There was no evidence of increased late mortality associated with paclitaxel DCB for de novo coronary artery disease compared with non-paclitaxel 2nd-generation DES (Fig. 2). Interestingly, the Kaplan–Meier curves separate early and then continue to diverge; supporting that DCB-only angioplasty is a safe procedure. Analysis following propensity score matching supported these results (Supplementary Fig. 1). The supplementary Table I demonstrated the 30-day, 6, 12, 24, and 36-month mortality in the DCB and DES groups. After 36 months of follow-up, 9 patients died in the DCB group vs 50 patients in the DES group. We specifically investigated a possible late mortality effect by analysing separately those patients who were alive 2 years following the index PCI and there was no evidence of increased late mortality with paclitaxel DCB (Fig. 3).

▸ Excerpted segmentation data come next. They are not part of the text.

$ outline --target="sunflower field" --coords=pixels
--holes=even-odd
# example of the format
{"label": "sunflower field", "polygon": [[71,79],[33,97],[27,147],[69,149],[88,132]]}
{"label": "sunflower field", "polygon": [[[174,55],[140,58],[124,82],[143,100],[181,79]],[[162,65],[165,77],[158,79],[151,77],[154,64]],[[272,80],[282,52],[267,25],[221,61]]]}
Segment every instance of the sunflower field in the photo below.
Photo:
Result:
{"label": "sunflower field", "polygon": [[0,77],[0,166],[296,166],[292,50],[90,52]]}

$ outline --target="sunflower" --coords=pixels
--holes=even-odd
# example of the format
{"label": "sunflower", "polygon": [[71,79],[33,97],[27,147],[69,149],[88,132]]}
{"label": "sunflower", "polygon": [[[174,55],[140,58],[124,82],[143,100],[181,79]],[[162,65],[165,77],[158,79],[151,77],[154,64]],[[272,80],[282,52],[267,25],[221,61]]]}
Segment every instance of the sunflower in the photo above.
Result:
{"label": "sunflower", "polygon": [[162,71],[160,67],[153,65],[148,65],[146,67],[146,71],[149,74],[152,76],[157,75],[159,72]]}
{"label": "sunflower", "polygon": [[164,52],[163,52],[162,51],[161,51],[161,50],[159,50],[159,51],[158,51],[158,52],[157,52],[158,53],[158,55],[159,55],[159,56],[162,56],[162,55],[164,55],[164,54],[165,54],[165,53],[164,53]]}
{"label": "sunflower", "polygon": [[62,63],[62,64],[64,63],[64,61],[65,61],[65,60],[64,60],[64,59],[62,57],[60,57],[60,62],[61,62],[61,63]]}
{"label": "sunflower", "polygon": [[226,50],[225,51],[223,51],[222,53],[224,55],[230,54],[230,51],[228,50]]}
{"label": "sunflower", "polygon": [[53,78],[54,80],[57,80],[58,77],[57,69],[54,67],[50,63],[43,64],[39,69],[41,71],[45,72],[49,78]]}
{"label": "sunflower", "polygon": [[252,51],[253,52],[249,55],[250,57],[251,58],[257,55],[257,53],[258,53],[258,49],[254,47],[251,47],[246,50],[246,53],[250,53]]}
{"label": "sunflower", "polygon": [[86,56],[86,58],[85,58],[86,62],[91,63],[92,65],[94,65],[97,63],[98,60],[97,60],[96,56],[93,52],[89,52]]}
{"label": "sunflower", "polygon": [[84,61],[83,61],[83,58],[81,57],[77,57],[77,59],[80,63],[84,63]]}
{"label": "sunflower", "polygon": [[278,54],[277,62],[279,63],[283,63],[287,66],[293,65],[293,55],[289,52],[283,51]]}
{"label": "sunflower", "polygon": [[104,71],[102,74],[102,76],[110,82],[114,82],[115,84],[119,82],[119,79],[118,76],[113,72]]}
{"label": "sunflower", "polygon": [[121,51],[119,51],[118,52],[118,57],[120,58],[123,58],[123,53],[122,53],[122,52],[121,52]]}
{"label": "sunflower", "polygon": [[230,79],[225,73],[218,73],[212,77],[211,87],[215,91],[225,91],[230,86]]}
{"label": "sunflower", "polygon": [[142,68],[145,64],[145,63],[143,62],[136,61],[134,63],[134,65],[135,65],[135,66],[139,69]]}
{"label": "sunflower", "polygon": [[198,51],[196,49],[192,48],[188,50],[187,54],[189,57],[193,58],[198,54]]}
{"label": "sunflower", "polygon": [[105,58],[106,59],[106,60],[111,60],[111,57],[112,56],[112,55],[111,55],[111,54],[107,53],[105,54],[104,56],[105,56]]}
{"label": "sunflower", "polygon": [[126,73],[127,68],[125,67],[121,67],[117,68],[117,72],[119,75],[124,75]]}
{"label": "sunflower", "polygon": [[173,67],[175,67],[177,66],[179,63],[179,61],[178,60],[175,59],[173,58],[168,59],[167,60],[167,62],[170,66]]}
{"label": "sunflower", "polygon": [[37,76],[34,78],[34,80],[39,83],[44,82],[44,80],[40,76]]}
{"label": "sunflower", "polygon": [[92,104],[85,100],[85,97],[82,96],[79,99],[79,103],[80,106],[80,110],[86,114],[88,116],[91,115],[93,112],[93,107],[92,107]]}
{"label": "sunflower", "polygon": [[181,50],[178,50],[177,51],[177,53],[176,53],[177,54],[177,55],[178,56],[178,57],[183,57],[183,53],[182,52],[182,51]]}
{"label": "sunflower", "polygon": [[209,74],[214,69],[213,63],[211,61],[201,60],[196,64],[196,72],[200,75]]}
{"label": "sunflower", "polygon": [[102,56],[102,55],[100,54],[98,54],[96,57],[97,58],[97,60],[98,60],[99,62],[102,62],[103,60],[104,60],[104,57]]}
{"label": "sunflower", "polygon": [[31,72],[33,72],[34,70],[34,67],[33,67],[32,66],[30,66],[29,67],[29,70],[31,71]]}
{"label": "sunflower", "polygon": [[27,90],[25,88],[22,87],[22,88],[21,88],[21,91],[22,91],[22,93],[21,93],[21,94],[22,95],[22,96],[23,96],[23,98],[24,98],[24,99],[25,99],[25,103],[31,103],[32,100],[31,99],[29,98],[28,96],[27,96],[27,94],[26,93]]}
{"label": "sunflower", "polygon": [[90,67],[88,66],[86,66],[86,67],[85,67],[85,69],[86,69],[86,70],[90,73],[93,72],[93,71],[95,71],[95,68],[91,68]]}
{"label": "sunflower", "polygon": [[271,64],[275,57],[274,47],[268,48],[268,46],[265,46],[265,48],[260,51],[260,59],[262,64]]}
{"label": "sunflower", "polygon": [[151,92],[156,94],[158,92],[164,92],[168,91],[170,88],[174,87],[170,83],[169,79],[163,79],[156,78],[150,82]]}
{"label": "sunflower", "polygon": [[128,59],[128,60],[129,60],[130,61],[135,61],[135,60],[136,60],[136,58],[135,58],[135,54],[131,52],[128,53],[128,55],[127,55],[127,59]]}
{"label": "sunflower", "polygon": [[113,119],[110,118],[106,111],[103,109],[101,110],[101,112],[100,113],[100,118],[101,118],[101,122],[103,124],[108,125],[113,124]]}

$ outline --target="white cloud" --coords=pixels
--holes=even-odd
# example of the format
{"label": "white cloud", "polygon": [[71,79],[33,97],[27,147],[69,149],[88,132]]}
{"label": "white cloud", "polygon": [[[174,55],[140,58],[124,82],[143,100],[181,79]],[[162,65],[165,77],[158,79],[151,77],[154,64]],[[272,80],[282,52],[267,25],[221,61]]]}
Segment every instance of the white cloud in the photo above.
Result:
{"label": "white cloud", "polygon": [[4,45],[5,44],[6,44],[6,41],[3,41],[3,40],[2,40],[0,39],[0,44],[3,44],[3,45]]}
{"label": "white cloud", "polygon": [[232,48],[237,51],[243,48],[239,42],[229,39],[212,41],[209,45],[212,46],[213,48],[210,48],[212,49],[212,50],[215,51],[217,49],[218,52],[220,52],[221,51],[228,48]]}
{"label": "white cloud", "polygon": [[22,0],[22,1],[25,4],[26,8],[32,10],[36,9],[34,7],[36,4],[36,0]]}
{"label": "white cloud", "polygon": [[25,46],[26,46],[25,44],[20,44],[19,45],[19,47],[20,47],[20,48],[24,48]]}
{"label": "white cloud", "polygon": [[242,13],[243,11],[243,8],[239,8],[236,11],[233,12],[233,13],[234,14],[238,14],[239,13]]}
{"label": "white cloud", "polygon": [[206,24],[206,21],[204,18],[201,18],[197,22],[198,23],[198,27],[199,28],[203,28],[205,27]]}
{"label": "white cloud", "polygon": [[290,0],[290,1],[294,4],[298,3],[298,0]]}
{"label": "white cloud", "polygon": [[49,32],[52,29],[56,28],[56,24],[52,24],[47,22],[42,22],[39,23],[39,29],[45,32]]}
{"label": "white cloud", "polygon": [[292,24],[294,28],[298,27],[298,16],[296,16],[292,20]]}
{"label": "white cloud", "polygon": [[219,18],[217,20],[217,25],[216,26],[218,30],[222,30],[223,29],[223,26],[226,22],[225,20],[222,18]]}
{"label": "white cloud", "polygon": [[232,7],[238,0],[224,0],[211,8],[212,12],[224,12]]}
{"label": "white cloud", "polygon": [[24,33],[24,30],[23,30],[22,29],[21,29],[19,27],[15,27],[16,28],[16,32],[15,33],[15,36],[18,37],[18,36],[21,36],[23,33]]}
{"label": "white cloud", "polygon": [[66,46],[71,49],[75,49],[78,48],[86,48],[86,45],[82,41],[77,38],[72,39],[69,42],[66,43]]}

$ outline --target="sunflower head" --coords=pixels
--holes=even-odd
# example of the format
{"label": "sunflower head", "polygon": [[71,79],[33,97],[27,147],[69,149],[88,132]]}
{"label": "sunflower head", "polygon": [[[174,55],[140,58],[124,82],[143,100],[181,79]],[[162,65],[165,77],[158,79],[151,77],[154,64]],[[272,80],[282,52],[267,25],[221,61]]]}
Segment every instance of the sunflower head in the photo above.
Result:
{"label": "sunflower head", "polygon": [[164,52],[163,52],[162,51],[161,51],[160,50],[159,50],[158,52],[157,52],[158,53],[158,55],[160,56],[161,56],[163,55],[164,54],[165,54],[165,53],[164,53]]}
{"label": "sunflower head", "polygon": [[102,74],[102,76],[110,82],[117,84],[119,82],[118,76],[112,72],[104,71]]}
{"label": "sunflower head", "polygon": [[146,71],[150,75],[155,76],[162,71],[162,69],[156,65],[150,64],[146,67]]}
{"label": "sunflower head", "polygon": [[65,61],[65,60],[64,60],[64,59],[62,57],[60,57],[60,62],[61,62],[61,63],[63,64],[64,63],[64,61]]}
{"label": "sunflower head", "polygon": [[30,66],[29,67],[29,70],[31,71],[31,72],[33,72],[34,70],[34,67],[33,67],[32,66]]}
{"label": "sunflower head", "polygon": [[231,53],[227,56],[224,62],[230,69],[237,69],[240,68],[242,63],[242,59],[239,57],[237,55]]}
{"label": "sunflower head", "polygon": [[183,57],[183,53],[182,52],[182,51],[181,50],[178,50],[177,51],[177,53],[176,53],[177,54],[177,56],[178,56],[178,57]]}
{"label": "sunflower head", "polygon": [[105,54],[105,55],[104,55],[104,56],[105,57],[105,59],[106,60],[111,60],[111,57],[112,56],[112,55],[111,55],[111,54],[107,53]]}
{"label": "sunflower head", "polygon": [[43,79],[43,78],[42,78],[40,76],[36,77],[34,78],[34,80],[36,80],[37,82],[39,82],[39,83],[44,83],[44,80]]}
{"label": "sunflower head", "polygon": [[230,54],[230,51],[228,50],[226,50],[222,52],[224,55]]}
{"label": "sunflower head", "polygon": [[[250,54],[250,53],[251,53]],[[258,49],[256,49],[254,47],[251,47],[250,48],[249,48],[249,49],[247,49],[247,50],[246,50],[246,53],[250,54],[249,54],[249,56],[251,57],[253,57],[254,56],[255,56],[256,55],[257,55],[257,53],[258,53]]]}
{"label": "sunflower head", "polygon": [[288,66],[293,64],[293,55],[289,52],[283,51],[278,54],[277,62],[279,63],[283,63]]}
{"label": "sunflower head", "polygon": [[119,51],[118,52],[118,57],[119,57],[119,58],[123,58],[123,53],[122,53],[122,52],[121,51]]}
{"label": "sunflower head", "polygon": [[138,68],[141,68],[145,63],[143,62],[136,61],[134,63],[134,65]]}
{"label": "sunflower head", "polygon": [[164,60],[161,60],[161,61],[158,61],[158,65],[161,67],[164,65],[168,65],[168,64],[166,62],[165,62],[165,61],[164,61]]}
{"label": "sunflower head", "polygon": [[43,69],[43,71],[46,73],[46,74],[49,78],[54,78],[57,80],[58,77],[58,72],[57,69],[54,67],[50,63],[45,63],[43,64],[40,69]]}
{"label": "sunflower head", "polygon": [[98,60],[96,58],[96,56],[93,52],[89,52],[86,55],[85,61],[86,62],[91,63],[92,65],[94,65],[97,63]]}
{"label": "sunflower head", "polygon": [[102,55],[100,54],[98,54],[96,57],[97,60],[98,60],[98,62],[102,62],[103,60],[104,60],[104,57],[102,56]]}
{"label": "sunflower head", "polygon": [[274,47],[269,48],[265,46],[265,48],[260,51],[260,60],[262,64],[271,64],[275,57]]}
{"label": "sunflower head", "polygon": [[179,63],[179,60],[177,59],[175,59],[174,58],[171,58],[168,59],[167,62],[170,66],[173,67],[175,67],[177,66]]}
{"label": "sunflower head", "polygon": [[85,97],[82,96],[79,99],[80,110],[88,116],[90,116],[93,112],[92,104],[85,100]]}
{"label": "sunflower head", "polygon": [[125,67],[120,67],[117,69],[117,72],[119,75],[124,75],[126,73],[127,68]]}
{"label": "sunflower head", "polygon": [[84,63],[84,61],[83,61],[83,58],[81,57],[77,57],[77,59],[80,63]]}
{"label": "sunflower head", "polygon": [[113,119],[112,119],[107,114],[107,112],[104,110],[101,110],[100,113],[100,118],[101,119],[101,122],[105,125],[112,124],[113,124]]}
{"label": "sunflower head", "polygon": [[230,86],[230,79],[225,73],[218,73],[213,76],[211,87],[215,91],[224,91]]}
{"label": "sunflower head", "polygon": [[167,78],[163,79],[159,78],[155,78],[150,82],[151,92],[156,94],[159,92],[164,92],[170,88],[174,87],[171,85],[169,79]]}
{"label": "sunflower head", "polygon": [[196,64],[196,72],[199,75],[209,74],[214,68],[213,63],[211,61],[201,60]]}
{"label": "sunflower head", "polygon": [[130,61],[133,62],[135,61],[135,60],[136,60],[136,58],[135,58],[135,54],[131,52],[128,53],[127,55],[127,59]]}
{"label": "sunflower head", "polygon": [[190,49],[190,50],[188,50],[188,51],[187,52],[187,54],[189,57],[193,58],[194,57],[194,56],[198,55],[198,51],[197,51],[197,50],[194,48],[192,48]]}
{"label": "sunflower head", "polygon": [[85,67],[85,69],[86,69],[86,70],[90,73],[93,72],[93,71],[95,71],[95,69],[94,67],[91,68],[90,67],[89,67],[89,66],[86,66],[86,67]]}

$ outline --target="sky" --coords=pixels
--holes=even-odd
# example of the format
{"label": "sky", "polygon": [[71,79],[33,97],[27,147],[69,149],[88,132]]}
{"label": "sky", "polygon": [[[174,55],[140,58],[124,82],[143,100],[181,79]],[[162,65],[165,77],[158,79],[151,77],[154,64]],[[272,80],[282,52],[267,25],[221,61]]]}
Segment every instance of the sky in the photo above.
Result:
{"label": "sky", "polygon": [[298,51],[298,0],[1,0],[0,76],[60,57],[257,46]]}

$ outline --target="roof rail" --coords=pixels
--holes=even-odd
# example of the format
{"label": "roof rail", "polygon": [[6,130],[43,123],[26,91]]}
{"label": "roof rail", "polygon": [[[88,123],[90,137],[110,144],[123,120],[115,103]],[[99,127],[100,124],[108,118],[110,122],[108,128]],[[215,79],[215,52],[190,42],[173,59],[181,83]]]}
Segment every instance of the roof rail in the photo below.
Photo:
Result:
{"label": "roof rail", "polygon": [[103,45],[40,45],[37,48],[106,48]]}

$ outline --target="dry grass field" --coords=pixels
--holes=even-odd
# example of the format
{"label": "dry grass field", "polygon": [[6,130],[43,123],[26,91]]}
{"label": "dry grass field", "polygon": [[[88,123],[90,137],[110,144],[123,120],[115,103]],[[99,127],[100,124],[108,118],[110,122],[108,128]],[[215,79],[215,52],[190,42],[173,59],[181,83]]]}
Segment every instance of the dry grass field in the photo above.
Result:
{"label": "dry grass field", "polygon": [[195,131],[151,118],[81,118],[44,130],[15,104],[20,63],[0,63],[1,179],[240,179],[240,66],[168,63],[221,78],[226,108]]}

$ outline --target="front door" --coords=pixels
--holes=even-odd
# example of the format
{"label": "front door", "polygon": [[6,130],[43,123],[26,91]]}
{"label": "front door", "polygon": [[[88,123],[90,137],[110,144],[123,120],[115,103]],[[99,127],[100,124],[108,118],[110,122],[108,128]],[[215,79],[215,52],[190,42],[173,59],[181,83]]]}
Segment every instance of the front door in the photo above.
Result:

Univariate Cox regression analysis identified the following adverse prognostic factors: age, hypertension, peripheral vascular disease, previous myocardial infarction, heart failure, smoking, atrial fibrillation and decreasing estimated glomerular filtration rate (eGFR) [and renal failure defined as estimated glomerular filtration rate (eGFR) < 45] (Table 3). Hypercholesterolaemia and family history of ischaemic heart disease were associated with better prognosis on univariate analysis (Table 3). None of the angiographic characteristics were associated with worse outcome. On multivariate Cox regression analysis only age, decreasing eGFR [and renal failure defined as eGFR < 45—not presented in Table 4] and smoking history remained significant poor prognostic factors (Table 4).